То нагрянет — инкогнито, с подложным паспортом, — в тихую
странишку посреди Европы и там тоже фотографируется и дает интервью. Титры под
интервью соответствующие: «И. Сусанин, бизнесмен».
Почему «И. Сусанин», когда все от самого древнего старика до
самого розового младенца знают, что это «В. Сосницкий»?.. Ах да!.. Потому что
инкогнито и по подложному паспорту, конечно, конечно!..
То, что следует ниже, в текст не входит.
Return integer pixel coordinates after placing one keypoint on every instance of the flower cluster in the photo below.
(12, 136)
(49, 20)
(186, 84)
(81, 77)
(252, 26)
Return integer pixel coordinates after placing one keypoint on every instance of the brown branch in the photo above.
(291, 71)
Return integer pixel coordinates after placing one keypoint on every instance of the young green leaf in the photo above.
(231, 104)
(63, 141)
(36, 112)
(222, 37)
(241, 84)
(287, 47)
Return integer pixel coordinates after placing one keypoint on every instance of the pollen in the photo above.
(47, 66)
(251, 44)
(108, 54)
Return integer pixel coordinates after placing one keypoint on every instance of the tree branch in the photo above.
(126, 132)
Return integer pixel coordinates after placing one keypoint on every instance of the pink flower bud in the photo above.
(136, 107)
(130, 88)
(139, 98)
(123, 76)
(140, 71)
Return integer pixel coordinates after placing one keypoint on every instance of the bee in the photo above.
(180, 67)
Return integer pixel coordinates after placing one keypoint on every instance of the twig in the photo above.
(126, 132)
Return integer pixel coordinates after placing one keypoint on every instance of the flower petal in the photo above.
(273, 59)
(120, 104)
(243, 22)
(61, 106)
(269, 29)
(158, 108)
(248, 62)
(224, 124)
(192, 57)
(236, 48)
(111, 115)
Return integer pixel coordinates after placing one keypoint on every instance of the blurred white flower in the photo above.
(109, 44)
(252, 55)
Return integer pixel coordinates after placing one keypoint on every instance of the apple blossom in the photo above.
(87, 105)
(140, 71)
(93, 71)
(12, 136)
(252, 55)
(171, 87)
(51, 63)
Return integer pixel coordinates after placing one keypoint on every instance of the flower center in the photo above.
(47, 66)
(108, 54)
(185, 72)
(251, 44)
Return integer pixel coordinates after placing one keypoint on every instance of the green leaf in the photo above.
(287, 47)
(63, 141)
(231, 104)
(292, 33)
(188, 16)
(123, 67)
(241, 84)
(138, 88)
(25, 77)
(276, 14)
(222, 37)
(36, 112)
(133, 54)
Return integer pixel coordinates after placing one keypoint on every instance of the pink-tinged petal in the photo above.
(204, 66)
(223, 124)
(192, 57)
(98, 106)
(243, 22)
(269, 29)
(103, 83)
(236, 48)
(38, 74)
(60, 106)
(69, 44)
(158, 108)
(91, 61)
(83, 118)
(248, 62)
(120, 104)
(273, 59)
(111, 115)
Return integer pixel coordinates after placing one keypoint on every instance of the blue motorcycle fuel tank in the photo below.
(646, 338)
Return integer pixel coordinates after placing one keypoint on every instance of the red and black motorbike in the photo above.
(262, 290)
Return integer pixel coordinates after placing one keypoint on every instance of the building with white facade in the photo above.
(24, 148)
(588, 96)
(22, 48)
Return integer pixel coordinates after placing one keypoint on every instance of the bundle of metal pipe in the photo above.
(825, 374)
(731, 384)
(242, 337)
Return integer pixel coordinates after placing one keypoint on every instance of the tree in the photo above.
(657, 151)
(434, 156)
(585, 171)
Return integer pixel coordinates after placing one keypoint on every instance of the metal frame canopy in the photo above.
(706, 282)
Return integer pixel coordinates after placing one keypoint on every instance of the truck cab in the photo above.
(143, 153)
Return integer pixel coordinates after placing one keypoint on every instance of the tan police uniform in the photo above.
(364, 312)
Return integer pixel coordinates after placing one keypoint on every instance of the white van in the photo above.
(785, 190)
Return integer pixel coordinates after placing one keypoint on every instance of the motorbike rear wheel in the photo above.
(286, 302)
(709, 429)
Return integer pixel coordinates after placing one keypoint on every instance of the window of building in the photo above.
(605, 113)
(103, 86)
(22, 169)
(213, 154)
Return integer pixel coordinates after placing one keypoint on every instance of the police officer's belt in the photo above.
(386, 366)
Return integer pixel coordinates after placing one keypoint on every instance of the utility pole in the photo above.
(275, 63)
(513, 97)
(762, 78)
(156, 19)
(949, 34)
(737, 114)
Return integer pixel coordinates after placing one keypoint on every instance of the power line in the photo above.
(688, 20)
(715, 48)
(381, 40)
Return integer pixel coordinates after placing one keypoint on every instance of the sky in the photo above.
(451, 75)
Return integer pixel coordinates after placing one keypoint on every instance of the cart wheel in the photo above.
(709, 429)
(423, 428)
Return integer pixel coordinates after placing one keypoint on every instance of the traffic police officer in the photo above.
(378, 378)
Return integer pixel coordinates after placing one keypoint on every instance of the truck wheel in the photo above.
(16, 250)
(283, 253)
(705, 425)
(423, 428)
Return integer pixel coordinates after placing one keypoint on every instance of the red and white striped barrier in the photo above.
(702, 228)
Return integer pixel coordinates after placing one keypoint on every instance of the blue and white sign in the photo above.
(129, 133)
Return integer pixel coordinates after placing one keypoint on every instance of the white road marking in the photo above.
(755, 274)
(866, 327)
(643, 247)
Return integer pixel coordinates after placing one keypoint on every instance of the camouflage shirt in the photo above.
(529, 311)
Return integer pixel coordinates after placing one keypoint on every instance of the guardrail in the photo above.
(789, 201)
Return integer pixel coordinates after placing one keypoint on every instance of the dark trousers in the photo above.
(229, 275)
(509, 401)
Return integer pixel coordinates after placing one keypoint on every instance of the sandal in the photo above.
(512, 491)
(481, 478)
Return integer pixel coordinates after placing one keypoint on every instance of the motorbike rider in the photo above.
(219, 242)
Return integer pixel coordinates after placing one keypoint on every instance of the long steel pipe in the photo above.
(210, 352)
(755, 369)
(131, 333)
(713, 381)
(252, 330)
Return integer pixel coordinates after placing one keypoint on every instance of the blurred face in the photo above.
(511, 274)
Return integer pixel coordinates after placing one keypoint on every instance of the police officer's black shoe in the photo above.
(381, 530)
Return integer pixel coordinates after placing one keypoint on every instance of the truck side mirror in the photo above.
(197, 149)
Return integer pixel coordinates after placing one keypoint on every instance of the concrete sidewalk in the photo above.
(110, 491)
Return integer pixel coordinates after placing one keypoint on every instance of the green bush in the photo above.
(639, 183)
Баширов, завидев «И. Сусанина» в телевизоре, всегда прибавлял
звук — что-то он удумал на сей раз? Фальшивую чалму, накладную бороду — и в
арабские поселения?! Или атомный ледоход, пару подводных лодок — и выборы в
Антарктиде?!
Шутом гороховым лондонского сидельца Баширов не почитал, но
понимал, что тому невыносимо скучно, так скучно, как будто вся вселенская скука
разлеглась на пятистах акрах его лондонского поместья.
Мне скучно, бес! Что делать, Фауст?..
Пятьсот акров английской лужайки, конечно, лучше Матросской
Тишины, куда с размаху угодил заигравшийся в политику Белоключевский, но
выключенность из жизни, невозможность управлять, принимать решения, идти
ва-банк, выигрывать и проигрывать так, чтобы от всего этого кипела кровь и
звенело в ушах, что в узилище, что на Британских островах была совершенно
одинаковой.
Разгадать, во что играет «И. Сусанин» — В. Сосницкий,
Баширов иногда не мог, но точно знал — тот играет всегда. Иногда даже не на
интерес, а просто чтобы развлечь себя посреди вселенской скуки. Поэтому Ахмет
был совершенно уверен, что смерть Садовникова — дело рук лондонского шутника и
имеет прямое отношение к грядущим выборам.
Полдня соответствующие службы Кольцова и Баширова
организовывали их телефонные переговоры, и это оказалось делом очень трудным,
почти невозможным! Кто должен первым звонить? Кто должен первым взять трубку?
Кто должен взять на себя инициативу в разговоре?
Ахмет Салманович, будучи человеком восточным, а потому
терпеливым и наблюдательным, ждал довольно долго, а потом принял решение.
Конечно, у него был мобильный номер Кольцова, самый-самый личный, самый
секретный, самый защищенный от «прослушки», и вообще невесть какой.
Поэтому он взял и позвонил. Просто так.
И Кольцов ему ответил.
Они поговорили недолго — о почившем лидере думской фракции,
о Сосницком — и как раз дошли до похорон, решив, что на похоронах они должны
быть оба.
Когда и эта тема была исчерпана, Баширов задал главный
вопрос, из-за которого затевались все китайские церемонии со звонком:
— Меня Садовников, покойный, с толку совсем сбил. Ты не
слышал, Тимофей Ильич, может, поссорились они? Сосницкий и Садовников?
— Ахмет Салманович, я с правыми… не очень, — сказал Кольцов.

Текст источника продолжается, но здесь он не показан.